In poldham/gnfinderr: An R Wrapper For The Gnfinder Library

knitr::opts_chunk$set(
  collapse = TRUE,
  comment = "#>",
  fig.path = "man/figures/README-",
  out.width = "100%",
  eval = FALSE
)

gnfindrr is an experimental R wrapper for the gnfinder library for scientific name discovery in texts created by Dmitry Mozzherin.

gnfinder forms part of the Global Names Architecture (GNA) suite of tools for working with taxonomic names and biodiversity data. gnfinder is presently available as a command line tool and can also be used as a gRPC service, a library or in a docker container. gnfinder is used to text mine the Biodiversity Heritage Library for taxonomic names at the scale of millions of pages.

gnfinderr has the modest ambition of providing a thin wrapper in R with a focus on text mining smaller data frames and returning data frames to the user. gnfinderr uses the tidyverse and includes the pipe %>%.

gnfinderr is not intended for use on large datasets (as it will take a very long time). For that use gnfinder directly. What gnfinderr is useful for is smaller datasets of upto a few thousand texts. This will give you a good flavour of what you can do with gnfinder if you are interested in scaling up later on.

gnfinderr is at an early experimental stage and presently just maps the main results to a data frame.

Installation

To work with gnfinderr you need to install gnfinder as a command line app for your operating system as described here https://github.com/gnames/gnfinder. These steps are reproduced below.

Step 1: Get the latest release for your operating system from here https://github.com/gnames/gnfinder/releases

Make sure that you download the right version for your system to avoid considerable confusion.

Step 2: Linux or OSX

Move gnfinder executable somewhere in your PATH (for example /usr/local/bin)

sudo mv path_to/gnfinder /usr/local/bin

Step 2: Windows

Here you have options.

One possible way would be to create a default folder for executables and place gnfinder there.

Use Windows+R keys combination and type "cmd". In the appeared terminal window type:

mkdir C:\bin
copy path_to\gnfinder.exe C:\bin

Add C:\bin directory to your PATH environment variable.

Step 3: Test run gnfinder

In terminal bring up the gnfinder page.

gnfinder

Run a quick query:

echo "Pomatomus saltator and Parus major" | gnfinder find -c -l eng

You are good to go.

Step 4: install gnfinderr

gnfinderr is not on CRAN. The development version can be installed from GitHub with:

# install.packages("devtools")
devtools::install_github("poldham/gnfinderr")

Example

This is presently a one function package.

library(gnfinderr)

intro <- gnfinder(string = c("Lepidium meyennii is a hot plant.", "Escherichia coli is not a plant at all"))

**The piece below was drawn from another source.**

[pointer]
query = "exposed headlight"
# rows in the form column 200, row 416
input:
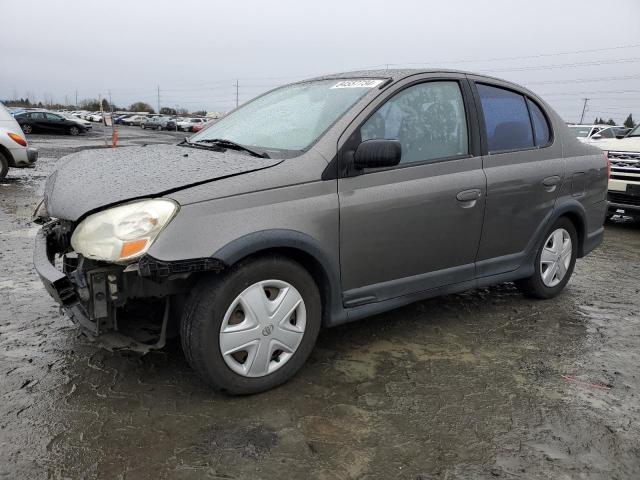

gnfinderr is intended to be informative and to fail fast. The default search uses the combination of dictionaries and bayes regression that power gnfinder and will check any names discovered against the Catalogue of Life (by default)

An id column is generated and mapped to the input texts to facilitate joins. Alternatively you can provide ids at input. Example datasets of various sizes are provided to experiment with. Be warned that the zootaxa_titles dataset with 20,000 titles takes a long time to run. Here we use the small fivetexts dataset to pass document ids to join the results.

Most of the functions from gnfinder are available in gnfinderr (except language options and metadata is not returned). By default all available arguments are TRUE (bayes is on). We can change the setting by entering a value in the relevant argument.

Turning off check_names will speed up processing and simplify the returns:

library(gnfinderr)

df <- gnfinder(string = five$text, id = five$id, check_names = FALSE)

You can also turn off the Bayes regression by entering a value for nobayes:

df <- gnfinder(string = five$text, id = five$id, nobayes = TRUE, check_names = FALSE)

In general name discovery in texts is facilitated by leaving the bayes setting as is.

When working with gnfinder it is best to be selective in the use of texts to facilitate matching. Thus, if you include article metadata such as author names and organisations you may get unexpected false positive matches.

Specifying Sources for Check Names

By default gnfinderr checks names against the Catalogue of Life Taxonomy. The results are returned in a set of data.frames under verification and include a best result.

For a list of available sources see https://index.globalnames.org/datasource. Here we will check against:

We can specify the source we would like to check by supplying a vector of ids to source_ids.

df <- gnfinder(string = five$text, id = five$id, source_ids = c(1,11,179))

This will return a tibble (data frame) that contains other data frames under verification.

df$verification

The verification table contains bestresult and preferredresults dfs, where the best result is for the best match and the preferred results are from the taxonomic services in source_ids. These tables include details of the taxon ids and taxonomic hierarchy.

Limitations

gnfinder works with UTF8 texts and should not be expected to work with other kinds of texts. If you don't know whether you have utf8 formatted text the package should tell you when you enter your texts.

R runs on a single core and so, for the time being, does gnfinderr. Work is planned to explore options for running in parallel. As such, expect the package to be slow on large numbers of texts. Turn off check_names for a performance boost.